The skill of the directional driller lies in projecting ahead, estimating the spatial position of the bit and, based on the specific circumstances, deciding what course to take to intercept the target or targets. In the early days of directional drilling, a manual slide rule device was used to calculate the toolface angle required to drill from the last survey station to a target. Today, computer programs perform the same function.
Directional Drilling Operations
To steer a well to its target, directional drillers employ the following techniques:
Jetting—A jetting assembly provides directional capability while drilling through loose or unconsolidated formations. Jetting bits are roller cone bits with either a large extended nozzle in place of one of the cones, or with one large nozzle and two small nozzles. The large nozzle provides the “high side” reference, and the well path is deflected by alternately sliding or rotating the drillstring.
Nudging—This technique is often used in tophole sections, where several wellbores in close proximity to one another can pose magnetic interference issues and increase the risk of collision with other wellbores. The well path is nudged, or deflected, from vertical to pass the hazard—then steered back to vertical when the hazard has been passed.
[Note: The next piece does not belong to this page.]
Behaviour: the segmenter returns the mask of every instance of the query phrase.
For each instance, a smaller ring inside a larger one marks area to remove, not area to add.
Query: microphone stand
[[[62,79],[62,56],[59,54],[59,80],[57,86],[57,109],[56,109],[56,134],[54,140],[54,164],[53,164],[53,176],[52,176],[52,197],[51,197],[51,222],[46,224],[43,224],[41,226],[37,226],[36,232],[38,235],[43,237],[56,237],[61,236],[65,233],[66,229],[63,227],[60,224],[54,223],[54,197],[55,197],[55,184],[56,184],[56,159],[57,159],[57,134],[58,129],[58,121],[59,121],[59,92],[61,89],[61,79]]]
Kicking off—Diverting a well path from one trajectory to another is called kicking off. The number of KOPs in a single well path depends on the complexity of the planned trajectory.
Sidetracking—Deflecting a well path from an existing wellbore, or sidetracking, is performed for a variety of reasons such as avoiding a well collapse, a zone of instability or a section of previously drilled wellbore containing unretrieved fish (junk or tools left in the well). This technique is also used to initiate multilateral drilling operations. Operators also drill vertical pilot holes to confirm reservoir true vertical depth (TVD), then sidetrack horizontally to maximize reservoir exposure. They sometimes sidetrack wells when expected targets are not encountered.
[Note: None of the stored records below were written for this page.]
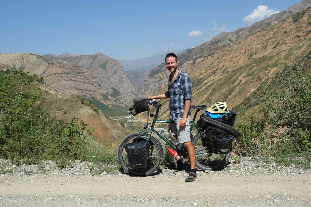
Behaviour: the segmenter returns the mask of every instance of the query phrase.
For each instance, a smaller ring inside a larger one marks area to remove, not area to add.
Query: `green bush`
[[[0,73],[0,156],[17,164],[51,160],[62,166],[69,160],[87,159],[88,125],[74,117],[62,124],[55,115],[36,106],[38,89],[27,94],[23,90],[27,77],[22,69],[12,77]]]
[[[311,76],[304,76],[301,65],[293,69],[293,76],[282,83],[281,88],[285,89],[267,90],[264,109],[237,124],[241,134],[234,144],[237,154],[274,156],[282,160],[310,156]]]
[[[258,118],[260,115],[262,117]],[[236,154],[244,156],[271,155],[273,151],[272,141],[267,136],[267,129],[268,117],[267,111],[263,115],[255,112],[249,115],[249,120],[237,125],[241,136],[234,144]]]
[[[293,69],[294,76],[288,79],[290,86],[287,90],[267,93],[272,115],[269,123],[284,132],[277,137],[282,148],[289,146],[286,149],[297,155],[308,155],[311,152],[311,76],[304,76],[301,65]]]

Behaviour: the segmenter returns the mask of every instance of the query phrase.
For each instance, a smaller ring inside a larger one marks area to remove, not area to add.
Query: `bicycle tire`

Whipstock operations—A whipstock is a wedge-shaped steel tool deployed downhole to mechanically alter the well path. The whipstock is oriented to deflect the bit from the original borehole at a slight angle and in the direction of the desired azimuth for the sidetrack. It can be used in cased or open holes.
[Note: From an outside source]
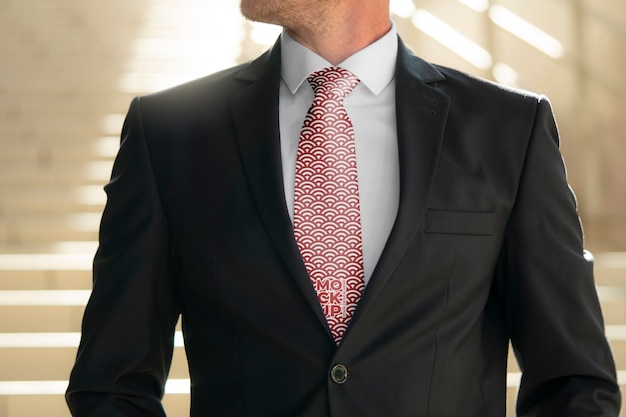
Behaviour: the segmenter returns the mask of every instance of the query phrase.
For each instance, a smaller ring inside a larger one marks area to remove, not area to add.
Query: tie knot
[[[335,100],[343,99],[361,82],[350,71],[339,67],[313,72],[307,79],[316,96],[324,95]]]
Geosteering—Geosteering uses formation evaluation data obtained while drilling—primarily through measurements-while-drilling (MWD) or logging-while-drilling (LWD) sensors—to provide real-time input for steering decisions in horizontal and high-angle wells. Recent improvements in telemetry allow MWD and LWD data to be transmitted faster and with greater data density than in the past, greatly increasing the accuracy with which the well trajectory can be controlled.